Gets the string description of an error code.

source

Version Management

CUDA.driver_version — Method

driver_version()

Returns the latest version of CUDA supported by the loaded driver.

source

CUDA.runtime_version — Method

runtime_version()

Returns the CUDA Runtime version.

source

CUDA.set_runtime_version! — Function

CUDA.set_runtime_version!([version::VersionNumber]; [local_toolkit::Bool])

Configures the active project to use a specific CUDA toolkit version from a specific source.

If local_toolkit is set, the CUDA toolkit will be used from the local system, otherwise it will be downloaded from an artifact source. In the case of a local toolkit, version informs CUDA.jl which version that is (this may be useful if auto-detection fails). In the case of artifact sources, version controls which version will be downloaded and used.
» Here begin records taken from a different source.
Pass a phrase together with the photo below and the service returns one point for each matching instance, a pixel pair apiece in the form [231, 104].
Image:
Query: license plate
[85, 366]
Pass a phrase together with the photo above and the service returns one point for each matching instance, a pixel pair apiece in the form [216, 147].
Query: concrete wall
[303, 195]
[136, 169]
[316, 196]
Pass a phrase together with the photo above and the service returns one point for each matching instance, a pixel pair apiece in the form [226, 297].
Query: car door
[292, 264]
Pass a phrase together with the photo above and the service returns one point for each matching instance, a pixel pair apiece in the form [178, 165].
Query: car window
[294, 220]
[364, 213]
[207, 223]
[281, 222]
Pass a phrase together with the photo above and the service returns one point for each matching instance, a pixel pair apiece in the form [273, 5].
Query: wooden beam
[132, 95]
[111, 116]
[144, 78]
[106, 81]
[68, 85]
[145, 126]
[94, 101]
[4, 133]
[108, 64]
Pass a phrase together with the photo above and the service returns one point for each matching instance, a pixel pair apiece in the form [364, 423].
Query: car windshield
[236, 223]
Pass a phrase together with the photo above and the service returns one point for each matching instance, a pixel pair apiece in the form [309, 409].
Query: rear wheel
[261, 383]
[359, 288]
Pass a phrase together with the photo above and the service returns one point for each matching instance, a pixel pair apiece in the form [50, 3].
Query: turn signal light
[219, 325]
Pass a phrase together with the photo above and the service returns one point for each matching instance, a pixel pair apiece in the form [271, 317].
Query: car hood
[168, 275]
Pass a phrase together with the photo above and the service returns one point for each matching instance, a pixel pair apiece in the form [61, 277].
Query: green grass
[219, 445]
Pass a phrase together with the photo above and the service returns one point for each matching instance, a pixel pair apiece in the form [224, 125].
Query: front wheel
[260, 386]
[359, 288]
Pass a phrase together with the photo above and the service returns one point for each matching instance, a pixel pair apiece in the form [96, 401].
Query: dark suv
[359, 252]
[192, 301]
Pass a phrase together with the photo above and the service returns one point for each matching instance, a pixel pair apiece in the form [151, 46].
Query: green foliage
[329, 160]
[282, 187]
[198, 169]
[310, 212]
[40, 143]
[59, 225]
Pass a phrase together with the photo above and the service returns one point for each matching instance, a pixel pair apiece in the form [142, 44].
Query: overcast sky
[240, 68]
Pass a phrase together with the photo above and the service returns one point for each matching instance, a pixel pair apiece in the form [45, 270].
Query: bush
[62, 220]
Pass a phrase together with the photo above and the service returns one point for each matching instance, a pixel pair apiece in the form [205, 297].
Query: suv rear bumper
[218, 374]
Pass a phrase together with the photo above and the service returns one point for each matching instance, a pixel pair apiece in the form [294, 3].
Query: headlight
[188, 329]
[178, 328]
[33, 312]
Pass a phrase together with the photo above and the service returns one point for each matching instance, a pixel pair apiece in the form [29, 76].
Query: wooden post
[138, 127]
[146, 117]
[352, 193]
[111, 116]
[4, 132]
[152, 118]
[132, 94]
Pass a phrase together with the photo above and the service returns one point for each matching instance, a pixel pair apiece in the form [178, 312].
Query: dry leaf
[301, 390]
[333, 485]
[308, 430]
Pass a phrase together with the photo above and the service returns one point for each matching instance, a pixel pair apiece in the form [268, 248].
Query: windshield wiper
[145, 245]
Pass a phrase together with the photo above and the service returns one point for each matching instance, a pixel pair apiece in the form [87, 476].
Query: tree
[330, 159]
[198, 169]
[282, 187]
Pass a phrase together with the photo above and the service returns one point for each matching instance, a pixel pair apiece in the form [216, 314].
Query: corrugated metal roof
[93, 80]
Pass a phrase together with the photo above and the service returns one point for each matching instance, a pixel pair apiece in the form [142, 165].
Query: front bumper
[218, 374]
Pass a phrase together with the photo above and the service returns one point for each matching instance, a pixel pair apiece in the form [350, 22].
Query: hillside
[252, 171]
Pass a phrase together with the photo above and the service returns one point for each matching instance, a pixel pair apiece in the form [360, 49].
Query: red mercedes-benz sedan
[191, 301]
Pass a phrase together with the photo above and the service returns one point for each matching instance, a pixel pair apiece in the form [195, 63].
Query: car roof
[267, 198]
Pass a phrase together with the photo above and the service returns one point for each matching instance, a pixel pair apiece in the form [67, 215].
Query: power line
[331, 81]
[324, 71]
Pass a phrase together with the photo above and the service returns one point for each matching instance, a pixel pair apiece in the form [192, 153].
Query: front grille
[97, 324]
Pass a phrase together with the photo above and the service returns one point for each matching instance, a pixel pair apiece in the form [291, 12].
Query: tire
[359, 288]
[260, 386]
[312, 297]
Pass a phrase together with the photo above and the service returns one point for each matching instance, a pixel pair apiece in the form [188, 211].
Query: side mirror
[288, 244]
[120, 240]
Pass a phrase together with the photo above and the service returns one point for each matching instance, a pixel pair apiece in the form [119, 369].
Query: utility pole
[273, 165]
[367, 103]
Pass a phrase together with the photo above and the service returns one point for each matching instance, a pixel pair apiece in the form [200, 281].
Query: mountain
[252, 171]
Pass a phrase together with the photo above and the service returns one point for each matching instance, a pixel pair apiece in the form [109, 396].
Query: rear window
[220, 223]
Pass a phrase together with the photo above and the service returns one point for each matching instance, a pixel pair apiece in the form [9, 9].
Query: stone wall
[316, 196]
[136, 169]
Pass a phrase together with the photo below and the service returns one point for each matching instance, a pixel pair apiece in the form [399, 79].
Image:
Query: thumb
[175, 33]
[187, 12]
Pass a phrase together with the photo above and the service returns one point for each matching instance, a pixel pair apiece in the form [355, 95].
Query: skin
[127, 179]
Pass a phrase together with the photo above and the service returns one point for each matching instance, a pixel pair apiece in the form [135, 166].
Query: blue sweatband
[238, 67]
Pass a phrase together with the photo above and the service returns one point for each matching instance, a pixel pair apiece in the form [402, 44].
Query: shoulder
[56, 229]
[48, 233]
When not specifying either the version or the local_toolkit argument, the default behavior will be used, which is to use the most recent compatible runtime available from an artifact source. Note that this will override any Preferences that may be configured in a higher-up depot; to clear preferences nondestructively, use CUDA.reset_runtime_version! instead.

source

CUDA.reset_runtime_version! — Function

CUDA.reset_runtime_version!()

Resets the CUDA version preferences in the active project to the default, which is to use the most recent compatible runtime available from an artifact source, unless a higher-up depot has configured a different preference. To force use of the default behavior for the local project, use CUDA.set_runtime_version! with no arguments.

source

Device Management

CUDA.CuDevice — Type

CuDevice(ordinal::Integer)

Get a handle to a compute device.

source

CUDA.devices — Function

devices()

Get an iterator for the compute devices.

source

CUDA.current_device — Function

current_device()

Returns the current device.

Warning

This is a low-level API, returning the current device as known to the CUDA driver. For most users, it is recommended to use the device method instead.

source

CUDA.name — Method

name(dev::CuDevice)

Returns an identifier string for the device.

source

CUDA.totalmem — Method

totalmem(dev::CuDevice)

Returns the total amount of memory (in bytes) on the device.

source

CUDA.attribute — Function

attribute(dev::CuDevice, code)

Returns information about the device.

source

attribute(X, pool::CuMemoryPool, attr)

Returns attribute attr about pool. The type of the returned value depends on the attribute, and as such must be passed as the X parameter.

source

attribute(X, ptr::Union{Ptr,CuPtr}, attr)

Returns attribute attr about pointer ptr. The type of the returned value depends on the attribute, and as such must be passed as the X parameter.

source

Certain common attributes are exposed by additional convenience functions:

CUDA.capability — Method

capability(dev::CuDevice)

Returns the compute capability of the device.

source

CUDA.warpsize — Method

warpsize(dev::CuDevice)

Returns the warp size (in threads) of the device.

source

Context Management

CUDA.CuContext — Type

CuContext(dev::CuDevice, flags=CTX_SCHED_AUTO)
CuContext(f::Function, ...)

Create a CUDA context for device. A context on the GPU is analogous to a process on the CPU, with its own distinct address space and allocated resources. When a context is destroyed, the system cleans up the resources allocated to it.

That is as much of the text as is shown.